America Protests Zimbabwe
U.S. Ambassador to Zimbabwe Brian Nichols, left, shakes hands during a courtesy call with Zimbabwean President elect Emmerson Mnangagwa at his official residence in Harare, in an August 15, 2018 file photo. Tsvangirayi Mukwazhi/AP

Harare, Zimbabwe — Zimbabwe's ruling party has threatened the United States ambassador with expulsion, calling him a "thug" and accusing him of funding organizers of anti-government protests planned for Friday.
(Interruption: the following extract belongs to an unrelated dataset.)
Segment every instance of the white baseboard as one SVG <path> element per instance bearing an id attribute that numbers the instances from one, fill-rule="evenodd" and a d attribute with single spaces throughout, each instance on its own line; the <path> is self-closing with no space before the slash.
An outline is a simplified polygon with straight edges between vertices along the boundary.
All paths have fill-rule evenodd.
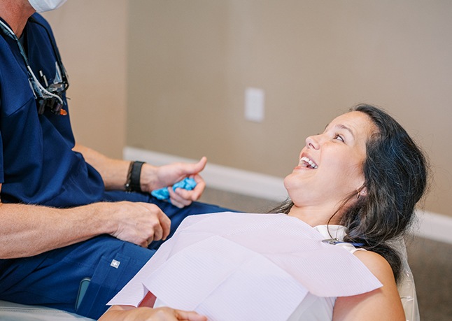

Zimbabwe's government in recent weeks has increasingly accused the U.S. Embassy of supporting anti-government activists who are piling pressure on President Emmerson Mnangagwa as the economy collapses amid new allegations of corruption and human rights abuses.

The embassy denies the accusations of meddling in local politics in the southern African country.

Ruling ZANU-PF party spokesman Patrick Chinamasa on Monday said U.S. Ambassador Brian Nichols and a "coterie of gangsters" should stop "mobilizing and funding disturbances, coordinating violence and training insurgency. Our leadership will not hesitate to give him marching orders."

He added: "Diplomats should not behave like thugs, and Brian Nichols is a thug."

The embassy did not immediately comment on that.

In the past week, information minister Monica Mutsvangwa and foreign affairs minister Sibusiso Moyo have accused Western countries of sponsoring Hopewell Chin'ono, a prominent journalist known for exposing alleged government corruption, and Jacob Ngarivhume, an opposition politician behind the planned protests.

They have been detained for a week on allegations of organizing the planned protests. The police have said they are looking for several other activists and politicians it accuses of mobilizing the protests.

Zimbabwean journalist and documentary filmmaker Hopewell Chin'ono (R) is present while police conduct a search of his home offices in Harare, July 21, 2020, a day after he was arrested and charged with incitement to commit public violence. JEKESAI NJIKIZANA/AFP/Getty

The U.S. Embassy in recent weeks has repeatedly called on Mnangagwa's government to respect human rights.

Mnangagwa had pledged to repair relations with the U.S. and Western countries when he took over from the late Robert Mugabe in 2017, even offering President Donald Trump some land to build a golf course in the tourist town of Victoria Falls. Mnangagwa himself remains under U.S. sanctions for alleged abuses.

But relations now echo the days of Mugabe, when Western ambassadors were routinely threatened with expulsion.